Thrush Protection In The Winter

The bacteria and fungus that cause thrush in horses thrive in moist places. So when it’s wet and muddy in the winter and your horse is spending more time in their stall, it can create the perfect environment for a painful thrush overgrowth. Protect your horse from thrush this winter with these helpful tips.

Keep Your Horse’s Stall Clean And Dry
A stall that is not mucked often enough may create a breeding ground for bacteria and fungus. Your horse’s stall should be mucked out 1-2 times per day. Make sure your horse’s stall is well drained and ventilated, and keep it dry with fresh, clean bedding.

Ensure Your Horse Gets Enough Exercise
Even in the winter, regular exercise is important to promote circulation to the hooves. If you can, give your horse plenty of opportunities to exercise in a dry environment, especially if their stall is not well ventilated.

Hoof Care To Protect Your Horse Against Winter Thrush
Pick your horse’s hooves at least once daily. Make sure your horse’s hooves are trimmed properly and often. If your horse already has thrush you’ll need to see your farrier, who will cut away necrotic areas so that the treatment can reach healthy tissue.
Look out for signs of thrush, which include a rotting odor, and pasty or blackish discharge. Your horse may avoid putting their weight on the affected hoof and they may seem to be in pain when you touch it.

Avoid Home Remedies
There are many effective treatments for thrush that are accessible and affordable. There’s no need to reach for the caustic chemicals like bleach. Caustic household chemicals can cause unnecessary pain upon application, may harm living tissue, and can make your horse even more susceptible to thrush. Remedies like bacon grease and motor oil seal off the affected area from oxygen, creating an environment where anaerobic bacteria thrives.

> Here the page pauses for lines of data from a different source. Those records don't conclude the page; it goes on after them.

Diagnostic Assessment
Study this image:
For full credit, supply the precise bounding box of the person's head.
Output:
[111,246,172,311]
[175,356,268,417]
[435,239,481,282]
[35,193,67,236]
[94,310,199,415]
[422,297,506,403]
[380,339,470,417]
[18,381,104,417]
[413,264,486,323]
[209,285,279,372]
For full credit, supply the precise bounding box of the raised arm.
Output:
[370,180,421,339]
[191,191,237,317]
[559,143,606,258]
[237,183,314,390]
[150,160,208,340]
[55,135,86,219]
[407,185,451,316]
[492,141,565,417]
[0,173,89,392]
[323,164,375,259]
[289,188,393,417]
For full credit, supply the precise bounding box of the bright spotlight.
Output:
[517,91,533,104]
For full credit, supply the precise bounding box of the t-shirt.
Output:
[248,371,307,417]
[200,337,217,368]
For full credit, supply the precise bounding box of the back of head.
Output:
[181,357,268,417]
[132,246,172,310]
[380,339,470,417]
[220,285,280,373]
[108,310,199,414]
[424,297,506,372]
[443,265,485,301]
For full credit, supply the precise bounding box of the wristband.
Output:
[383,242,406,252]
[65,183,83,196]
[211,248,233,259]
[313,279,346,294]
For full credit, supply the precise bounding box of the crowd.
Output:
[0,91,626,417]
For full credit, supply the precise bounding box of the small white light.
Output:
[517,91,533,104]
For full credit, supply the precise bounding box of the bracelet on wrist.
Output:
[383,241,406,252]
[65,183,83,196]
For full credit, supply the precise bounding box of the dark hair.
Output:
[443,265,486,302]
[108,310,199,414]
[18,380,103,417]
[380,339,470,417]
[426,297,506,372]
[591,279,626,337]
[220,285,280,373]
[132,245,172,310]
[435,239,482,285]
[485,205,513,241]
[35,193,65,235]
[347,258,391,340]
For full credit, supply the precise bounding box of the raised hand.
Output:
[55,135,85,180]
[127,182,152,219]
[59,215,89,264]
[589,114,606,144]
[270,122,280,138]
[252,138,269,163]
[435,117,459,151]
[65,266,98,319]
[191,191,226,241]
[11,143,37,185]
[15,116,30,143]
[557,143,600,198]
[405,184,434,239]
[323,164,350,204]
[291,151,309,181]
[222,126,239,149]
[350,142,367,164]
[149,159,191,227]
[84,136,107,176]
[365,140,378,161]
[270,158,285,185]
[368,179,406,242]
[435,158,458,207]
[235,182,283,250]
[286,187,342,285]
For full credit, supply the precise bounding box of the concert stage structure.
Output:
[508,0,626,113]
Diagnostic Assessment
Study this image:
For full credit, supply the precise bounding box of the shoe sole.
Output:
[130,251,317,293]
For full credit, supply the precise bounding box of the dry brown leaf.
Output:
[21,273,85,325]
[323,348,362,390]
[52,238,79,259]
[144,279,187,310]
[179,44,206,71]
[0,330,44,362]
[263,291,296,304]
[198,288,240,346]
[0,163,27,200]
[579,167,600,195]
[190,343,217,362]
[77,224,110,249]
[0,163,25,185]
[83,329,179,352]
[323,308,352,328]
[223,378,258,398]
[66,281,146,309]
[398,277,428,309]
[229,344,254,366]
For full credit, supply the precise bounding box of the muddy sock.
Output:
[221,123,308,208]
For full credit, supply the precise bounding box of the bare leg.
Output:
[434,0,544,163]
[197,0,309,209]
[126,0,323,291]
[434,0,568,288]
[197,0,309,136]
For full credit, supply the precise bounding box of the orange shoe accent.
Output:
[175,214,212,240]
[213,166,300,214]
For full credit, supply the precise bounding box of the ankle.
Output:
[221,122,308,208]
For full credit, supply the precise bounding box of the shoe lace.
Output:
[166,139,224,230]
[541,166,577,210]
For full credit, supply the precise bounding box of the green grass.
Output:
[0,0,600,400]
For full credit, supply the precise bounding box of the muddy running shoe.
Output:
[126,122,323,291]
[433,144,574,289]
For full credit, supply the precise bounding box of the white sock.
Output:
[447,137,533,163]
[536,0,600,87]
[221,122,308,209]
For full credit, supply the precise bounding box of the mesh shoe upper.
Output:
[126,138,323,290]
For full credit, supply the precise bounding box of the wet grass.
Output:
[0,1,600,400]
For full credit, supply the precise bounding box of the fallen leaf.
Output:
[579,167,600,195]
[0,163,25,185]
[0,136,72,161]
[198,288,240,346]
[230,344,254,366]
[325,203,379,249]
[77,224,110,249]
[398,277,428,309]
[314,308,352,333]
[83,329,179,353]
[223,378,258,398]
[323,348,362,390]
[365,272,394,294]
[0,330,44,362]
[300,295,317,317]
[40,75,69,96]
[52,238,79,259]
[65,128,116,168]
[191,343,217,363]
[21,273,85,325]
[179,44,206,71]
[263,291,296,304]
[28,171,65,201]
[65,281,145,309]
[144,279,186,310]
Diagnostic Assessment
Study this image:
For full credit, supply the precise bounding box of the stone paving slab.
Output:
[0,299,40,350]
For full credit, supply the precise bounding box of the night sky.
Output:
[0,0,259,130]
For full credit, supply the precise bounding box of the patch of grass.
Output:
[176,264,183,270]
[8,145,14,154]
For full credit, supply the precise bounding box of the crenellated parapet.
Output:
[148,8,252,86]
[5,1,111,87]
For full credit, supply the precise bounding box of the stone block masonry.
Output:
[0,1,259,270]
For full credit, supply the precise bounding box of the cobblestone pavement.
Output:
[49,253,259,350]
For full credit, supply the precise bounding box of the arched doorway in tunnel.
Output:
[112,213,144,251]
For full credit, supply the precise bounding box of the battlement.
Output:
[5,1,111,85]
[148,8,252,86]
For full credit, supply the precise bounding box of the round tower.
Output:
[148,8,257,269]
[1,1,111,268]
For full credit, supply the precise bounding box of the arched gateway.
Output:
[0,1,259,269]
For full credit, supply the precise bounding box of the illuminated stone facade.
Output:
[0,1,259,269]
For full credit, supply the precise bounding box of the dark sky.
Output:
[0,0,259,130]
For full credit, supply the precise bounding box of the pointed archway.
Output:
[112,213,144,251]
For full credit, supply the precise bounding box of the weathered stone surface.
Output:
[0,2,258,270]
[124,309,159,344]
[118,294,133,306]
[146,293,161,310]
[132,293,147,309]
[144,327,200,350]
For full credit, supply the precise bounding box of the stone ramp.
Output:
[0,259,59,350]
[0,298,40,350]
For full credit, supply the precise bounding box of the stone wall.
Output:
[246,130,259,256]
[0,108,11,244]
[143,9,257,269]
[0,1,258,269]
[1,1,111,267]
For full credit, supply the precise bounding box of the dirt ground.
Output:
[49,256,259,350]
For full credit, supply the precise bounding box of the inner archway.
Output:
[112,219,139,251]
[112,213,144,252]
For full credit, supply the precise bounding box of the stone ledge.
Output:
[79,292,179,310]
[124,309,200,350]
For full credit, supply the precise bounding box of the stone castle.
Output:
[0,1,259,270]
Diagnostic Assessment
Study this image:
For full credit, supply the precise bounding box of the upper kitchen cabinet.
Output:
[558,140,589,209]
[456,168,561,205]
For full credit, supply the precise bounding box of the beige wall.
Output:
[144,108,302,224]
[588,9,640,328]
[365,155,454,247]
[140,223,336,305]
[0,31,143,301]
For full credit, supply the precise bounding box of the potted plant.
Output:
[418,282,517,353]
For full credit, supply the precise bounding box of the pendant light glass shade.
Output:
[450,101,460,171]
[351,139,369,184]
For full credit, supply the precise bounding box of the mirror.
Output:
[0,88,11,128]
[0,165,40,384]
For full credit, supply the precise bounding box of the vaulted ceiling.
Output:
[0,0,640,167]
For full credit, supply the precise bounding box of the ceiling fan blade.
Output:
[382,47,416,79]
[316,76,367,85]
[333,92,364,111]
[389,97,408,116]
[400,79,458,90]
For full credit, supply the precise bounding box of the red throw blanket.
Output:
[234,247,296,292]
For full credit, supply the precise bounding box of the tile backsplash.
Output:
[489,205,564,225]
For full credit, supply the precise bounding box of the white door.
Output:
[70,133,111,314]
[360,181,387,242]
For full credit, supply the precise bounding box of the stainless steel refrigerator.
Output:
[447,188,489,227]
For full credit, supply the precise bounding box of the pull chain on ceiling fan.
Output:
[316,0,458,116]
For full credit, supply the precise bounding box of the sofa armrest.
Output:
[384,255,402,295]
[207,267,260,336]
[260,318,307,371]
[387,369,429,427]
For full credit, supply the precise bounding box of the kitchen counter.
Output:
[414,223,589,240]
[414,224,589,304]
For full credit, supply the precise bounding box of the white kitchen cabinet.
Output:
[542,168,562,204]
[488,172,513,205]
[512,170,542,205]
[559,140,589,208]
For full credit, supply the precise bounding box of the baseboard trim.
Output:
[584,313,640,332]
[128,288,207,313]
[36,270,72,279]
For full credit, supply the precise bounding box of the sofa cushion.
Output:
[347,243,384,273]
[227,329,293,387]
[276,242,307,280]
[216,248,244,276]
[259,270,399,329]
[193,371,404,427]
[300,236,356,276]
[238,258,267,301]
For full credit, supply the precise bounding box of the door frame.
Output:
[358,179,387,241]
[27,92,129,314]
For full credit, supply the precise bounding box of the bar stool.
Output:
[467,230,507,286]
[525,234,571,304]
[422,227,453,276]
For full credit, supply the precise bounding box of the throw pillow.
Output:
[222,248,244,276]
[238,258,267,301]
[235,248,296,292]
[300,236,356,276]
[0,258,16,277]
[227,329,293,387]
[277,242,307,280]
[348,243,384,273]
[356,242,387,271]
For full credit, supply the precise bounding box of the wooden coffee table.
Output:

Protective Treatments For Thrush
Thrush Buster is a preventative treatment that is applied weekly to protect your horse against thrush. It works by creating an antiseptic barrier that controls bacteria and fungus that cause thrush.
For severe cases of thrush, it may be necessary to bandage the hoof to protect the frog while it heals. In mild cases, bandaging may not be needed, and leaving the hoof uncovered can help it stay dry.